Build understanding step-by-step: Open → Analyze → Extract claims

In [4]:
from lionagi.fields import Instruct


async def sequential_analysis():
    """Sequential workflow: open → analyze structure → extract claims."""

    # Create branch with ReaderTool
    branch = Branch(
        tools=[ReaderTool], chat_model=iModel(model="openai/gpt-4.1-mini")
    )
    session = Session(default_branch=branch)
    builder = Builder()

    # Step 1: Open and understand document
    doc_reader = builder.add_operation(
        "ReAct",
        node_id="open_document",
        instruct=Instruct(
            instruction="Use ReaderTool to open and analyze the theoretical framework document. Understand its structure and identify sections containing verifiable claims.",
            context={"document_path": str(document_path)},
        ),
        tools=["reader_tool"],
        max_extensions=2,
        verbose=True,
        verbose_length=1000,
    )

    # Step 2: Progressive content analysis
    content_analyzer = builder.add_operation(
        "ReAct",
        node_id="analyze_content",
        depends_on=[doc_reader],
        instruct=Instruct(
            instruction="Read through key sections to identify citations, technical claims, and performance metrics that can be verified."
        ),
        response_format=Outline,
        tools=["reader_tool"],
        max_extensions=3,
        verbose=True,
        verbose_length=1000,
        inherit_context=True,
    )

    # Step 3: Extract specific claims
    claim_extractor = builder.add_operation(
        "ReAct",
        node_id="extract_claims",
        depends_on=[content_analyzer],
        instruct=types.Instruct(
            instruction="Extract 5-7 specific, verifiable claims. Prioritize citations, performance metrics, and technical assertions."
        ),
        response_format=ClaimExtraction,
        tools=["reader_tool"],
        max_extensions=3,
        verbose=True,
        verbose_length=1000,
        inherit_context=True,
    )

    # Execute workflow
    graph = builder.get_graph()
    print("🔗 Executing sequential analysis...")

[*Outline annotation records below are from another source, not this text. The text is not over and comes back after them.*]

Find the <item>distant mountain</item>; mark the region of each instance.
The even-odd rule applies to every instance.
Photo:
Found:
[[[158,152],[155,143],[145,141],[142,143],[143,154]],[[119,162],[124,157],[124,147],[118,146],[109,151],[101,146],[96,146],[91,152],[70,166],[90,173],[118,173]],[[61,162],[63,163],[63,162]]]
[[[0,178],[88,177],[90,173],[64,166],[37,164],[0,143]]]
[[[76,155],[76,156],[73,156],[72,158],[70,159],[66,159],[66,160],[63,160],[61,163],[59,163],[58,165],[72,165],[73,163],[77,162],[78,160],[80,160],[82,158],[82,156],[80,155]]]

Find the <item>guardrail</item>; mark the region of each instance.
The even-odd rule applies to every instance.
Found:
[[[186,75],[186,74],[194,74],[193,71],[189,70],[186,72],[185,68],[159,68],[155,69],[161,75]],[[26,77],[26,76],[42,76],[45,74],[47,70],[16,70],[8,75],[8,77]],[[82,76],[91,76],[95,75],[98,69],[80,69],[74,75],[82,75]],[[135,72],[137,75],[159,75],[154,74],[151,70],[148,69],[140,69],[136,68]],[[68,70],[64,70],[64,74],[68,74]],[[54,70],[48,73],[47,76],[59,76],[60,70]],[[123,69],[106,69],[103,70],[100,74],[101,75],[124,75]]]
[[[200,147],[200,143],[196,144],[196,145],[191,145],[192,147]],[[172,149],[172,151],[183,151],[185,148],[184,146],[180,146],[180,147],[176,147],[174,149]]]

    result = await session.flow(graph, parallel=False, verbose=True)

    return result


# Execute sequential analysis
result = await sequential_analysis()

🔗 Executing sequential analysis...
Pre-allocated 2 branches
Executing operation: b42e456a


2025-10-15 13:31:53,665 - INFO - detected formats: [<InputFormat.MD: 'md'>]
2025-10-15 13:31:53,667 - INFO - Going to convert document batch...
2025-10-15 13:31:53,668 - INFO - Initializing pipeline for SimplePipeline with options hash 995a146ad601044538e6a923bea22f4e
2025-10-15 13:31:53,679 - INFO - Loading plugin 'docling_defaults'
2025-10-15 13:31:53,681 - INFO - Registered picture descriptions: ['vlm', 'api']
2025-10-15 13:31:53,681 - INFO - Processing document 006_lion_proof_ch2.md
2025-10-15 13:31:54,843 - INFO - Finished converting document 006_lion_proof_ch2.md in 1.18 sec.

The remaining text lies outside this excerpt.